Piense usted en esto. Una muchacha puede aquí caminar tranquilamente por las calles a media noche. Una muchacha decente, ¿eh?, ¡no confundamos! Y si no lo es, también… Usted puede ir a cualquier parte, aun a la más atorranta, en compañía de cualquier tipo de mujer, honesta o no. Nadie se meterá con usted.
En Buenos Aires, en casi todos los cafés, usted encuentra compartimentos para familias. Aquí no se conoce esa división. Cuando salen de su empleo, las muchachas entran a los cafés, toman sus pocillos de bocequín y lo hacen con tranquilidad: la tranquilidad de la mujer que sabe que es respetada.
En Buenos Aires, el trato general para con la mujer revela lo siguiente: que se la tiene por un ser inferior. La continua falta de respeto de que se la hace víctima lo demuestra.
Aquí no. La mujer está acostumbrada a ser considerada una igual del hombre y, por consiguiente, a merecer de él las atenciones que este tiene con cualquier desconocido que se le presenta.
Y de pronto, quiera usted o no, siente que una fuerza lo subyuga, que ellos están en el camino de una vida superior a la nuestra. Comprendemos que con nuestra grosería hemos desnaturalizado muchas cosas bellas, incluso destruido la femineidad de la mujer porteña.

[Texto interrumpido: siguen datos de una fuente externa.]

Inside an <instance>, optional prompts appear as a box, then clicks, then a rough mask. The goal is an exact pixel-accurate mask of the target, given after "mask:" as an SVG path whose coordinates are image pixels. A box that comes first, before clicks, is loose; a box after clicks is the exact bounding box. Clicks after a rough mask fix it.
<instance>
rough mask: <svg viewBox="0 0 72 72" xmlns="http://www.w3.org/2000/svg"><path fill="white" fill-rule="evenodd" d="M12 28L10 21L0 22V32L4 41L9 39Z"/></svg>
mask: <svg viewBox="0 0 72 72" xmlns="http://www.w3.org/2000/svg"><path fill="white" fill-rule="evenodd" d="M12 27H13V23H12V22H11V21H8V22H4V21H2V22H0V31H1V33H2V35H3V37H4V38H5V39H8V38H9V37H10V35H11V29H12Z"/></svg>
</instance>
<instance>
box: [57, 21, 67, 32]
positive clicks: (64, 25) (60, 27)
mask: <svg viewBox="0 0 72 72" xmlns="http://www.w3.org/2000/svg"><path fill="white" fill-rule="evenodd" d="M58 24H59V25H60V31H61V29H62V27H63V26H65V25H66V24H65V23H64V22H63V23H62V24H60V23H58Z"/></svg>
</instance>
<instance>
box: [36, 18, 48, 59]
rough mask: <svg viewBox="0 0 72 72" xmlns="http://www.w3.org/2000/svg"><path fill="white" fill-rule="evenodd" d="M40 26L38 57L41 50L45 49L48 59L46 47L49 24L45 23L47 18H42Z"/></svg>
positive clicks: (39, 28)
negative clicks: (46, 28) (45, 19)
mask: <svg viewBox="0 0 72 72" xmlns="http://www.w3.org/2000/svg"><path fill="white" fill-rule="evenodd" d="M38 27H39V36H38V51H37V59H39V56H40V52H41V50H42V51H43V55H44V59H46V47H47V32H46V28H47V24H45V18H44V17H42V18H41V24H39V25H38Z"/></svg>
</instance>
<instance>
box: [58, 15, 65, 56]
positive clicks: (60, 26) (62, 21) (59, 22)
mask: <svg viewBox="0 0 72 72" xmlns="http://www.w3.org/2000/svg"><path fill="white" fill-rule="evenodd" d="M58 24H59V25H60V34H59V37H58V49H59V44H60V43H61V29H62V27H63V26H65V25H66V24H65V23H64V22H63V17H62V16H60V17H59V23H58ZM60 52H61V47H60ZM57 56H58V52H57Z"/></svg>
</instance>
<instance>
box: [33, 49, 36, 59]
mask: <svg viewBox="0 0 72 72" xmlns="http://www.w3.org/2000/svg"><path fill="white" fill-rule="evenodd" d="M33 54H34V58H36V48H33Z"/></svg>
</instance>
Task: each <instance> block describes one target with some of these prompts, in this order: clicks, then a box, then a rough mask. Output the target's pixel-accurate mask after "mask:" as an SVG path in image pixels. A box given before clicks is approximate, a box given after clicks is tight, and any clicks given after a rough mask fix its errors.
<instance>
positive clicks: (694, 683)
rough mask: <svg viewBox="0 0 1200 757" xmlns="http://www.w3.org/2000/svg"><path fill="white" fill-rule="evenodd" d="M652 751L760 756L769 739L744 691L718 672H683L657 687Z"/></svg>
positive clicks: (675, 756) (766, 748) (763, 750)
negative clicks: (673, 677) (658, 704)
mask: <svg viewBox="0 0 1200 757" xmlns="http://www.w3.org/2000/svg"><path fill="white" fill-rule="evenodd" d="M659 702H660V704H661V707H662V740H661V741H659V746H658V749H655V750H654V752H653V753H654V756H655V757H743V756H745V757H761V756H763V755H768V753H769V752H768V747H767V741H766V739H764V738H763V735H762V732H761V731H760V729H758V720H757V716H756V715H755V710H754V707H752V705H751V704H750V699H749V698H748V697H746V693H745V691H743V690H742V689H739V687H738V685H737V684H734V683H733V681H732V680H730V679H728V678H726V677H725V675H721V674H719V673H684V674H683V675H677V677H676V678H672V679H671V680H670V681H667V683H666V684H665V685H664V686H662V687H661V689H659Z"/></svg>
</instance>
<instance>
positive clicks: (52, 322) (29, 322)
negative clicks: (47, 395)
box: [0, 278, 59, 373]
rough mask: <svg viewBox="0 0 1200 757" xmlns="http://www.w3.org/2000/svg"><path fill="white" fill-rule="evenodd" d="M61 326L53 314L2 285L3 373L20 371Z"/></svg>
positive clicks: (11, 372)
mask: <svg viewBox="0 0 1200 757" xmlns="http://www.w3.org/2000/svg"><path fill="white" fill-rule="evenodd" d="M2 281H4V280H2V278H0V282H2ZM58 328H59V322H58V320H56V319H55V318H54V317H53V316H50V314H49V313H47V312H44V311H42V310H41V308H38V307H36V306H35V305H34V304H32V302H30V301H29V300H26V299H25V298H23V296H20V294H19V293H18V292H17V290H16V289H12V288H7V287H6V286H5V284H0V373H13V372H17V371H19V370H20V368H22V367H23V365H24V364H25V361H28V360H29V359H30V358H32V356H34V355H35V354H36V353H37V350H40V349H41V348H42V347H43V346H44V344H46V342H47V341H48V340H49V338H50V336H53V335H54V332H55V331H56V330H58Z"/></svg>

¿Será, acaso, que la vida es aquí más linda porque es menos difícil? ¡Vaya uno a saberlo! Lo cierto es que este pueblo se diferencia en mucho del nuestro. Los detalles que se advierten en la vida diaria nos lo presentan como más culto. Creo que todavía predominan, con incuestionables ventajas para la colectividad, las ideas europeas. Si no fuera demasiado aventurado lo que voy a decir, al siempre correr, no de la pluma, sino de las teclas de la máquina de escribir, lo transformaría en una categórica afirmación. Se me ocurre que de todos los países de nuestra América, el Brasil es el menos americano, por ser, precisamente, el más europeo.
Ese respeto espontáneo hacia el prójimo, sin distinción de sexo ni de razas; esa linda indiferencia por los asuntos ajenos es, dígase lo que se quiera, esencialmente europea.
Y el paisaje es lindo; las montañas azules, los árboles… Pero ¿qué importancia puede tener el paisaje ante las bellas cualidades del pueblo?